This time of year is one fraught with distress for students. Results are rolling in thick and fast, it’s at least a four month hiatus from all your university friends, student loans aren’t coming in until next October… and for many of us, our delightful landlords are dangling our deposits just out of reach.
As second and third years will now know, getting your deposits back this summer is a very simple process. You have to have not broken or stolen anything. You have to return keys and other bits and bobs back in time. You have to have hired Kim and Aggy, spend seven full days sobbing over a blue-tack mark on your wall, hoovering the ceilings and polishing the underside of your desks. Also, make sure the oven LITERALLY sparkles, the loo could be used to eat your dinner off, and there isn’t a single stray micro-speck of dust floating in the atmosphere of your bedroom. Otherwise, kiss goodbye to that £300.
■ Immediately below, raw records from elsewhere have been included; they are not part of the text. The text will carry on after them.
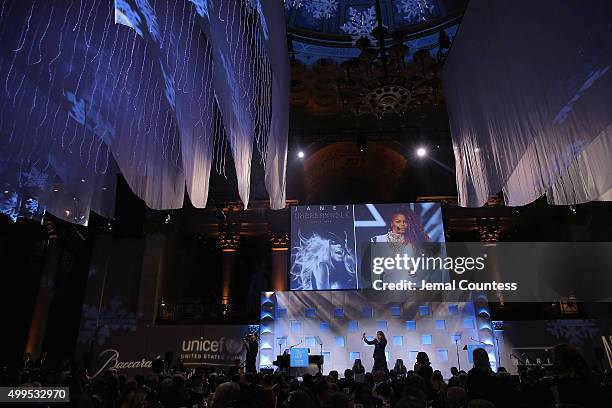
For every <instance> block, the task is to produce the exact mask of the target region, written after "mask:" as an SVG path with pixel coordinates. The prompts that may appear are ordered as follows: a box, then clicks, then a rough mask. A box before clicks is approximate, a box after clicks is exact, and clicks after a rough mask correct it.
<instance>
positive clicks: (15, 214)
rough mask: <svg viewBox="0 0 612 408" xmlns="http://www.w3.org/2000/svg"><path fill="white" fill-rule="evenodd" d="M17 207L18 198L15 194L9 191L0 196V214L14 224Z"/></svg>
mask: <svg viewBox="0 0 612 408" xmlns="http://www.w3.org/2000/svg"><path fill="white" fill-rule="evenodd" d="M18 206H19V196H18V195H17V193H15V192H11V191H9V192H8V194H6V193H3V195H2V196H0V214H6V215H7V216H8V217H9V218H10V219H11V221H13V222H16V221H17V216H18V215H19V214H18V211H17V209H18Z"/></svg>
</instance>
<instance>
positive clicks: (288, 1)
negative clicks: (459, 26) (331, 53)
mask: <svg viewBox="0 0 612 408" xmlns="http://www.w3.org/2000/svg"><path fill="white" fill-rule="evenodd" d="M284 1H285V16H286V21H287V28H288V31H289V33H291V34H292V35H293V36H294V39H295V40H297V41H298V42H303V43H306V44H316V45H326V46H332V47H336V48H342V47H350V46H351V45H352V44H354V42H355V41H356V40H357V39H359V38H360V37H361V36H364V35H365V36H370V35H371V31H372V29H373V28H374V27H376V26H377V19H376V1H375V0H284ZM466 3H467V1H466V0H380V9H381V16H382V20H383V24H384V25H385V26H386V27H387V28H388V29H389V31H390V32H393V31H397V30H402V31H405V32H406V33H407V34H408V35H409V36H411V37H412V38H416V37H421V36H423V35H427V34H429V33H430V32H431V31H432V30H433V31H438V30H439V29H440V28H444V26H450V25H453V24H456V20H457V18H458V17H459V16H460V15H461V14H462V12H463V10H464V8H465V5H466Z"/></svg>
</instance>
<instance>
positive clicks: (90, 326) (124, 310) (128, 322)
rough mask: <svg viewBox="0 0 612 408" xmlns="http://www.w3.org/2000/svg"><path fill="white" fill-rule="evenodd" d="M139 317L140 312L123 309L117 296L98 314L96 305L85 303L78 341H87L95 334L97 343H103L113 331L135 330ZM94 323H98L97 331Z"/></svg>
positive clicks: (103, 307) (112, 332)
mask: <svg viewBox="0 0 612 408" xmlns="http://www.w3.org/2000/svg"><path fill="white" fill-rule="evenodd" d="M140 318H142V313H133V312H129V311H127V310H125V309H124V308H123V307H122V302H121V300H120V299H119V297H115V298H113V299H112V300H111V301H110V303H109V305H108V306H107V307H102V309H101V310H100V314H98V307H97V306H94V305H87V304H85V305H83V324H82V327H81V331H80V332H79V342H81V343H87V342H89V341H91V339H92V338H93V337H94V336H95V337H96V341H97V343H98V344H99V345H103V344H104V343H106V341H107V340H108V339H109V337H110V336H111V334H112V333H113V332H115V331H119V330H130V331H136V329H137V328H138V320H140ZM96 323H98V329H97V331H96Z"/></svg>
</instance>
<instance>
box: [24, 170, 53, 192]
mask: <svg viewBox="0 0 612 408" xmlns="http://www.w3.org/2000/svg"><path fill="white" fill-rule="evenodd" d="M21 180H22V185H23V186H25V187H36V188H39V189H41V190H44V188H45V186H46V185H47V181H48V180H49V175H48V174H47V173H42V172H41V171H40V170H38V169H37V168H36V167H32V168H31V169H30V171H24V172H22V173H21Z"/></svg>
Students aren’t exactly notorious for their cleanliness. It’s a fact jumped on by landlords, as they fear for the state of the carpets each time they let out a property to a group of scruffy undergrads. Hence the relatively large deposits and the forty-seven page cleaning manual doled out to many tenants at the end of summer term. They’re just worried they’ll have to rehouse all those traffic cones you brought home after nights out all year, or pay for a professional cleaner to get rid of all the kebab mould from the kitchen. Fair enough.
The requirements set out by your landlord in order to return your deposit may seem tantalisingly obscure, but in reality, you needn’t worry too much. Minimise the possibility of any clashes by being sensible and logical when leaving your student home.
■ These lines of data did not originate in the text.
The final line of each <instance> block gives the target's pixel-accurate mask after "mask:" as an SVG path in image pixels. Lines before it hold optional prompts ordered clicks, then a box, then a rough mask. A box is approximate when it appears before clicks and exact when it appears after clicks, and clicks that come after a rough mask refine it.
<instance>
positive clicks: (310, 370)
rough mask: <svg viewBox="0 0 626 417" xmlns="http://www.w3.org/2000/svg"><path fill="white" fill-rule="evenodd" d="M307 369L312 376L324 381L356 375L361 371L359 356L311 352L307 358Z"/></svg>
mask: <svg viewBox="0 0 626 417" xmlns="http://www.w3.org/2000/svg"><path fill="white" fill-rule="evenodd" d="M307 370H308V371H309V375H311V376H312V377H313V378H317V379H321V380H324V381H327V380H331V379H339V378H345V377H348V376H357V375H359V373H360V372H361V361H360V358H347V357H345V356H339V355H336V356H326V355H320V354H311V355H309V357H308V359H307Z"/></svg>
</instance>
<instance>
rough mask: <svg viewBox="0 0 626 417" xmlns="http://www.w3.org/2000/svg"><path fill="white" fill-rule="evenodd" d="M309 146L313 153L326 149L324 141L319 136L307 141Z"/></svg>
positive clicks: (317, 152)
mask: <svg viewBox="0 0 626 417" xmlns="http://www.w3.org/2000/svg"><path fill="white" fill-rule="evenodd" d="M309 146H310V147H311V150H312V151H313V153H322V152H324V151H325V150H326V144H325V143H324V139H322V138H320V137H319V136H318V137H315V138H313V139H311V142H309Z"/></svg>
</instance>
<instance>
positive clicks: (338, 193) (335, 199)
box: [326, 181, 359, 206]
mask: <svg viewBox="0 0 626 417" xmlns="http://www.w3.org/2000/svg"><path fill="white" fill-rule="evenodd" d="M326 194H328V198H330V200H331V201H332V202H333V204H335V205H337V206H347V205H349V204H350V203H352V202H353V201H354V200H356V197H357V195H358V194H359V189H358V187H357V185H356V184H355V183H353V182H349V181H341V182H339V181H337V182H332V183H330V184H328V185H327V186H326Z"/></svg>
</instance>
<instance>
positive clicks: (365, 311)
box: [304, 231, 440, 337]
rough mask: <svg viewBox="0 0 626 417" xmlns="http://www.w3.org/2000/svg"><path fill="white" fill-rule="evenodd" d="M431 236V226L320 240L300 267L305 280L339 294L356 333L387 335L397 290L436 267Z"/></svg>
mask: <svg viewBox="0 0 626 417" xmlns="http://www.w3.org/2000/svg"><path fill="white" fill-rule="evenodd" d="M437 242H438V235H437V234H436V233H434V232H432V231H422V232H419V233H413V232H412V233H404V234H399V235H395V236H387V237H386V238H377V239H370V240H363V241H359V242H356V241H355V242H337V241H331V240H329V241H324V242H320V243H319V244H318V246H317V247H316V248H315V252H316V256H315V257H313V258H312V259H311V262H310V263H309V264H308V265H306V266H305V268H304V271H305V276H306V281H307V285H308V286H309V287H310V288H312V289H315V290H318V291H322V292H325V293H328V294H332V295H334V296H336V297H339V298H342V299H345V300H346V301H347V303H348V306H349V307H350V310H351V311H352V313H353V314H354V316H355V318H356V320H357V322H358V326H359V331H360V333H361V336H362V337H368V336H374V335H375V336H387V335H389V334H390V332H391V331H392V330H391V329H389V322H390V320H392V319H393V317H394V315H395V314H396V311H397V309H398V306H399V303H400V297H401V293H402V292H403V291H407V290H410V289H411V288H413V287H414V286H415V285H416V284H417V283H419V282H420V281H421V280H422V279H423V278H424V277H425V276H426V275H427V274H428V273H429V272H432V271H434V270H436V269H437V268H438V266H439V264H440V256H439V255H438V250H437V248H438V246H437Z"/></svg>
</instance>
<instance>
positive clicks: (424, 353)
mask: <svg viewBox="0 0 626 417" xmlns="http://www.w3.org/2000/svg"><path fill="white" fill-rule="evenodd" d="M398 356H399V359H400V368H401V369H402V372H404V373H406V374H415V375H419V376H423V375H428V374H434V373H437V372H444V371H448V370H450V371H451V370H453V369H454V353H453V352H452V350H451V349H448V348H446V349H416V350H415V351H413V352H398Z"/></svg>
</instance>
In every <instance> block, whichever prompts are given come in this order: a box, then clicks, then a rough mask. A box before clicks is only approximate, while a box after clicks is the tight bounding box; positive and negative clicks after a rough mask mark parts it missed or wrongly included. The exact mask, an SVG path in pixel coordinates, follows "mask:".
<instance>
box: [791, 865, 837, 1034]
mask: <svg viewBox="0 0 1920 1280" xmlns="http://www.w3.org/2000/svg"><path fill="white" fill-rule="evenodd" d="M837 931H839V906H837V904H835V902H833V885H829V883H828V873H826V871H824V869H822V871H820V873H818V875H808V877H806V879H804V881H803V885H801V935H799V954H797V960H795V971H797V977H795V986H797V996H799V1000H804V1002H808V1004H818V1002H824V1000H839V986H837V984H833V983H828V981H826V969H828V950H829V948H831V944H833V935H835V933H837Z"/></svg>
- Put everything they provided you with in the places that they were in on moving in day. That means the Henry vacuum you haven’t used all year and is being used as a bedside table in your room needs to be put back in the utility cupboard. That way, the landlord won’t think you’ve stolen the entire cutlery collection and charge you for it, when in fact it’s all there underneath your bed.
- Double check what they expect to be left in the house. This means examining the inventory you should have been given. It can be pretty easy to quickly become attached to certain household items (tin openers that miraculously work, for example), so unless you’re 100% certain that that kettle is yours, you’d be better off cross-referencing the inventory with everything you’re stowing away in the moving van.
- Take photos of the house right before you leave. Not necessarily for nostalgic reasons, though I’m sure in twenty years’ time you’ll get a great laugh out of looking at the shower you used to use. Rather, these photographs or recordings will provide you with some kind of proof of how you left the house. If there are any disputes over cleanliness or missing items, then you will be able to consult these pictures.
Although it may seem like a mammoth task to polish your student digs up into pristine condition, making sure you put a little extra elbow grease in may be the difference between getting your deposit back and being forced to beg your parents for Efe’s money. Also as your deposit should be protected by the Deposit Protection Scheme, any really serious disputes can be taken to them. Happy scrubbing!